In the former case, the state's high court rejected a proposed constitutional amendment that would authorize three casinos in Boone, Miller and Washington counties on the grounds that the proposal's ballot title was insufficient because it failed to inform voters that federal law prohibited Arkansas and other states from authorizing sports gambling at that time.
In the latter case, the Supreme Court, in striking down the proposal, said the authors of a tort-overhaul amendment failed to adequately define critical parts of the measure.
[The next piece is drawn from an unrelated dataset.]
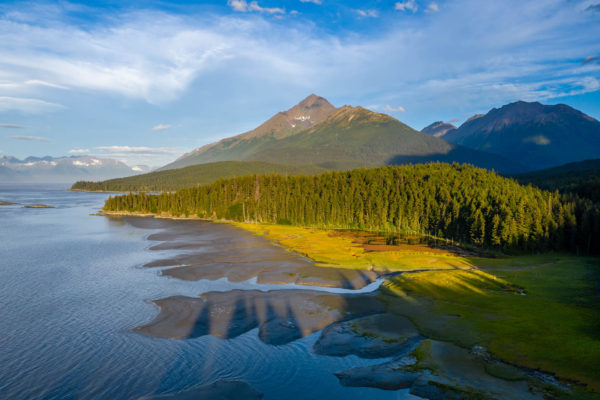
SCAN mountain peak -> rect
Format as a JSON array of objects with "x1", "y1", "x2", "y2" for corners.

The court said the term "non-economic damages" was not properly defined for voters.
Regarding Couch's latest proposal on the minimum wage, Rutledge said in a letter dated Monday that a fundamental flaw in his proposal turns on the requirement that the ballot title sufficiently inform the voters about the changes in current law that they are being asked to approve.
"You attempt to inform voters what existing law provides by restating verbatim the statutory definitions of both 'employer' and 'employee' into the ballot title," she wrote in her nine-page letter to Couch.
"Merely regurgitating these technical terms' definitions and turning them into sentences for inclusion in a ballot title does not, in my opinion, serve to adequately summarize the current law you propose to change," Rutledge said. "In fact, it more likely compounds the problem regarding what voters are expected to read and comprehend during their time in the voting booth by introducing new technical terms contained within these definitions."
Couch's 967-word ballot title is "quite long," and "prudence would suggest that you consider whether a ballot title of a length like the one you have currently proposed would meet the [state Supreme] Court's standards for intelligent consideration by voters in the allotted time," she said in her letter to Couch.
Rutledge said the problems that she cited are sufficiently serious to require her to reject Couch's proposed language and render her unable to substitute language.
"My office, in the certification of ballot titles and popular names, does not address the merits, philosophy, or ideology of proposed measures," she said. "My statutory mandate is embodied only in Ark. Code Ann. 7-9-107, and my duty is to the electorate."
Earlier this month, a group of attorneys filed a lawsuit in Pulaski County Circuit Court that alleges that Rutledge has undercut voters' rights to amend the state constitution by summarily rejecting proposals that reach her desk for review. A hearing in that case is set for Friday.